Recently, it has been demonstrated at the theory level that a density functional theory (DFT) in its time-independent and time-dependent (TD) versions is able to provide a good description of theESPT reaction mechanism of GFP and the optical behavior of the chromophore in several environments [
12]. Encouraged by these results, we employ a similar protocol here to describe a novel and as yet not well understood system in psamFP488. In this case, the challenge is to characterize the photoactive species involved in the reaction starting from a reasonable hypothesis of the protein active site while building a solid model of the reactant despite the absence of a crystallographic protein structure. Our results suggest that, although an ultrafast ESPT could favor the hypothesis of a direct proton transfer from the chromophore to the final acceptor, other possible scenarios should be considered as well. Indeed, we suggest that a more complex and indirect mechanism could be both plausible and compatible with this CFP photo-induced reaction.

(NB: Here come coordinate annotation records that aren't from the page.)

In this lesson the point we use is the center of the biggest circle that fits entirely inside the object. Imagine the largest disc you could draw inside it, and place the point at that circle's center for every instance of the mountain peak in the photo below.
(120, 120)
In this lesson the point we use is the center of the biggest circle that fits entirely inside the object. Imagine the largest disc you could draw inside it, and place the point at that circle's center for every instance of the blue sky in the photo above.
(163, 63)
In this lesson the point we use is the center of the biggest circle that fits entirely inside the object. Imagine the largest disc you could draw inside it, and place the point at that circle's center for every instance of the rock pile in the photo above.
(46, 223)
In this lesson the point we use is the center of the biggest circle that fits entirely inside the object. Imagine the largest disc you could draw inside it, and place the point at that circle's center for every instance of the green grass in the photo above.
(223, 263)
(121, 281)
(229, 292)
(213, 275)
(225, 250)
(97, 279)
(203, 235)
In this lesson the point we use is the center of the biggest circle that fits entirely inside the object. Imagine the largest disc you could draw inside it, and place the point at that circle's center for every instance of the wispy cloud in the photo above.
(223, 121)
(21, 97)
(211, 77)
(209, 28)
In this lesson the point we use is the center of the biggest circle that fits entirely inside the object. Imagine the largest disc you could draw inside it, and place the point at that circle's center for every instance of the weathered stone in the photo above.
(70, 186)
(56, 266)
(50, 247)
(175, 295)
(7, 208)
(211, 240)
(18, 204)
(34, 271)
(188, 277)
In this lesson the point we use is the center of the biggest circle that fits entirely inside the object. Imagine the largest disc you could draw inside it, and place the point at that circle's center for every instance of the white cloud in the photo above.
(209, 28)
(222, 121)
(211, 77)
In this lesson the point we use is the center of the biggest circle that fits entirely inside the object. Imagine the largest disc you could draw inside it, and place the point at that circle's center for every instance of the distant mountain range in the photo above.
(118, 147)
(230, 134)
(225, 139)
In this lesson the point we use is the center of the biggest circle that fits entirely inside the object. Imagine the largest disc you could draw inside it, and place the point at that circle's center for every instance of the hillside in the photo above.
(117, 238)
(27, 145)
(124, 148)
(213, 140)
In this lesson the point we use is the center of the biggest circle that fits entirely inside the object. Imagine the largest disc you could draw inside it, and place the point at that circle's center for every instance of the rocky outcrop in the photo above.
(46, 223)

The rest of this paper is organized as follows: the main results are presented in the Results and Discussion section; the theoretical-computational strategy is described in the Materials and Methods section; finally, our main conclusions are provided in the Conclusions section.
4. Conclusions
In the present work, we studied the photo-induced behavior of a new cyan fluorescent protein called psamFP488. In particular, we adopted a theoretical-computational approach in order to investigate possible alternative photocycle networks, starting from experimental hypotheses and then simulating the ESPT. We were not able to find a representative network with a neutral chromophore in the ground state when adopting the experimentally hypothesized arrangement implying a direct ESPT between the choromophore and Glu167. This evidence suggested that the experimental hypothesis of a direct Glu167–H(chromophore) interaction probably needed to be reviewed, and that a scenario involving a different hydrogen bonds network had to be considered.
Therefore, we investigated possible alternative models to represent the first species taking part in the photocycle with a hydrogen bond pattern around the chromophore different from that experimentally hypothesized. The chosen arrangement (Network1) was able to properly reproduce the optical properties of the chromophore in its neutral form, corroborating the choice of this form as a possible starting arrangement for the ESPT reaction. On the basis of this newly proposed neutral form of the protein, it could be possible that the ESPT may not happen through direct interaction between donor and acceptor. Indeed, an excited state reaction mechanism involving a PT from the chromophore to Glu167 could be modulated by the Ser148 acting as a proton transfer relay station. Our study suggests that the experimental hypothesis of a direct Glu167–H(chromophore) interaction is less plausible considering the Franck–Condon region of the minimum energy structure defined by this HB network, although it is possible that, considering its dynamics at finite temperature, psamFP488 can visit a configurational space compatible with a stable neutral form and a direct ESPT between Glu167 and the chromophore.
Finally, the ESPT reaction mechanism was investigated by employing ab initio molecular dynamics. Our simulations suggested that the ESPT reaction could take place in a concerted way in a few tens of fs, with two protons moving from the chromophore to Ser148 and from Ser148 to Glu167 at the same time. These results suggest that the proposed hydrogen bond network in the ESPT could be plausible, and that the ultrafast ESPT could take place through indirect proton transfer within a tight hydrogen bond network.